Dr. Jessica Haynes is a consulting faculty member at the Southern College of Optometry in Memphis, TN, and an associate optometrist at Charles Retina Institute in Germantown, TN. She earned her OD from the Southern College of Optometry and then completed a one-year residency in Primary Care at the Memphis VA Medical Center.

Following residency, she completed a two-year optometric retinal fellowship at Charles Retina Institute. She is a fellow at the American Academy of Optometry and the Optometric Retina Society and is a Diplomate of the American Board of Optometry.

Jessica Haynes, OD
Jeffry Gerson, OD, FAAO
About Jeffry Gerson, OD, FAAO

Dr. Jeffry Gerson graduated from Indiana University school of optometry in 1997. He then went on to complete a residency at the VA medical center in Kansas City concentrating on ocular disease and low vision. Immediately after leaving the VA, he became faculty at the University of Kansas school of medicine in the department of ophthalmology. Dr. Gerson was responsible for staffing clinics as well as some resident education and development of a low vision clinic.
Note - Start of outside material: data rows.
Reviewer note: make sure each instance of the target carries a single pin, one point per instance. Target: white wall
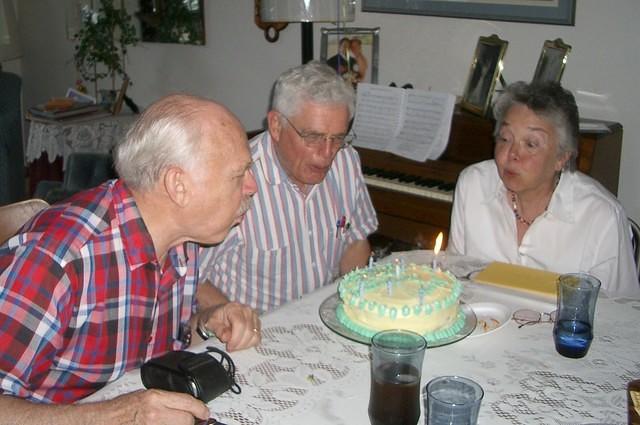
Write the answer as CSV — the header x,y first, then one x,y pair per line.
x,y
237,65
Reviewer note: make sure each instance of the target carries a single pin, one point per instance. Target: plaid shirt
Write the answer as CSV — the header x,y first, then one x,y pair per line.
x,y
83,297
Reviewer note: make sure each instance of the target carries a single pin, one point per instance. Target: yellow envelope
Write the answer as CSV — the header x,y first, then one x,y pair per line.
x,y
535,281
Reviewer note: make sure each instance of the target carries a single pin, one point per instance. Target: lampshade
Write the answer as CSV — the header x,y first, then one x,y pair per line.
x,y
308,10
9,44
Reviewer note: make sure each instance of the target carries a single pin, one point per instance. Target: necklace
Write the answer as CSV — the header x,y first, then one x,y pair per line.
x,y
516,213
514,203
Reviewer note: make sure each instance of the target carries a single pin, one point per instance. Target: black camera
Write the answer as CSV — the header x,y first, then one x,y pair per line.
x,y
202,375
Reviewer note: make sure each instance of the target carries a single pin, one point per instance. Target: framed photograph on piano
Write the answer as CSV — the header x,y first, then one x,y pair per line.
x,y
352,52
485,71
553,59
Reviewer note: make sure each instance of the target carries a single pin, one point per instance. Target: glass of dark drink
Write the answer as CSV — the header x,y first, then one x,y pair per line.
x,y
573,329
396,367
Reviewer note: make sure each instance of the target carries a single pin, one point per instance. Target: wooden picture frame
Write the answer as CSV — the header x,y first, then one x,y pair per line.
x,y
117,105
485,71
552,61
557,12
348,65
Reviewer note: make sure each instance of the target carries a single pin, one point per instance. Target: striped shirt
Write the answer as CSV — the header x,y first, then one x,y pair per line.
x,y
290,244
83,298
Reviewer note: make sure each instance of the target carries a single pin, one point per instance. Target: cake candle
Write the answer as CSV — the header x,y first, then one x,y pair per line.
x,y
436,250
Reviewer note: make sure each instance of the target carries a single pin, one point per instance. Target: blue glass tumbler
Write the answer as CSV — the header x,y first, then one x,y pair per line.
x,y
573,329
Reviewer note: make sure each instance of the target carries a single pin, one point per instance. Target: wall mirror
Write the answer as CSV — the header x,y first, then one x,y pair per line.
x,y
552,61
172,21
485,71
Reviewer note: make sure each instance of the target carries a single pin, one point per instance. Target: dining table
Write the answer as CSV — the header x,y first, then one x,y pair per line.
x,y
305,372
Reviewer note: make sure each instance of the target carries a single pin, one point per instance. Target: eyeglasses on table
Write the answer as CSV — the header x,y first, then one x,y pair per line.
x,y
525,317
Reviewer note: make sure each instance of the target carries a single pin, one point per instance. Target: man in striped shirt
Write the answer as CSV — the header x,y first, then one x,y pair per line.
x,y
310,220
95,286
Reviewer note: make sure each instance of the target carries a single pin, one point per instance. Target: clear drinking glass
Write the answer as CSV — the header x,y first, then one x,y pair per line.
x,y
452,400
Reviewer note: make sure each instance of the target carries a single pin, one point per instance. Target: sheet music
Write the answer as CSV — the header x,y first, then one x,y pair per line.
x,y
410,123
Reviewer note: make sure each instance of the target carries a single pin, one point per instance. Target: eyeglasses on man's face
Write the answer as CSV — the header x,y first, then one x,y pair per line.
x,y
316,140
526,317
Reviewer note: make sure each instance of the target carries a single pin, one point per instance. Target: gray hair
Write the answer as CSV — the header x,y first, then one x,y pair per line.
x,y
550,102
313,82
167,133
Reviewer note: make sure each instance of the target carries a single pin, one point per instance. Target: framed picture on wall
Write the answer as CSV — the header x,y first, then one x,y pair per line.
x,y
352,52
552,61
486,67
552,12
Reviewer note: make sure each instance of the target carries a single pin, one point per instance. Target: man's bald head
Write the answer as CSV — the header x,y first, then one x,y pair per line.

Before entering private practice, he was in several different settings, including 2 ½ years in a retinal referral center where he had access to numerous diagnostic technologies as well as participation in numerous clinical trials.

Dr. Gerson has authored several articles in journals such as “Review of Optometry” and “Optometric Management”, and continues to do so. He also lectures frequently on the topics of retinal disease and systemic disease both here in the US and abroad.

Jeffry Gerson, OD, FAAO
Sherrol A. Reynolds, OD, FAAO
About Sherrol A. Reynolds, OD, FAAO

Dr. Sherrol A. Reynolds is a graduate of the University of Florida and Nova Southeastern University College of Optometry. She is a Professor of Optometry at Nova Southeastern University College of Optometry and serves as Chief of the Davie Primary Care Clinic and Director of the Retina Clinic. She is a fellow of the American Academy of Optometry and the Optometric Retina Society.

Additionally, she served as president of the National Optometric Association (NOA) from 2017 to 2021 and currently serves as past president. She was awarded the National Optometric Association Optometrist of the Year in 2013. She is the recipient of the 2021 Women in Optometry Leadership Award and the American Optometric Association (AOA) 2021 President’s Award. She is also the recipient of the inaugural 2022 American Academy of Optometry Foundation Excellence in Diversity Awareness and Education Award.

She is a planning group member of the National Eye Institute (NEI) National Eye Health Education Program (NEHEP) and currently co-chairs the Eye Health, My Health: Eye Health for African Americans. She participated in numerous events addressing diversity, inclusion, and equity (DEI) in the profession, including the SUNY Race in Optometry panel series.

Dr. Reynolds was the only optometrist who contributed to the 2022 American Diabetes Association (ADA) Compendia, which provided healthcare professionals with up-to-date information and best practices for treating diabetes and related complications.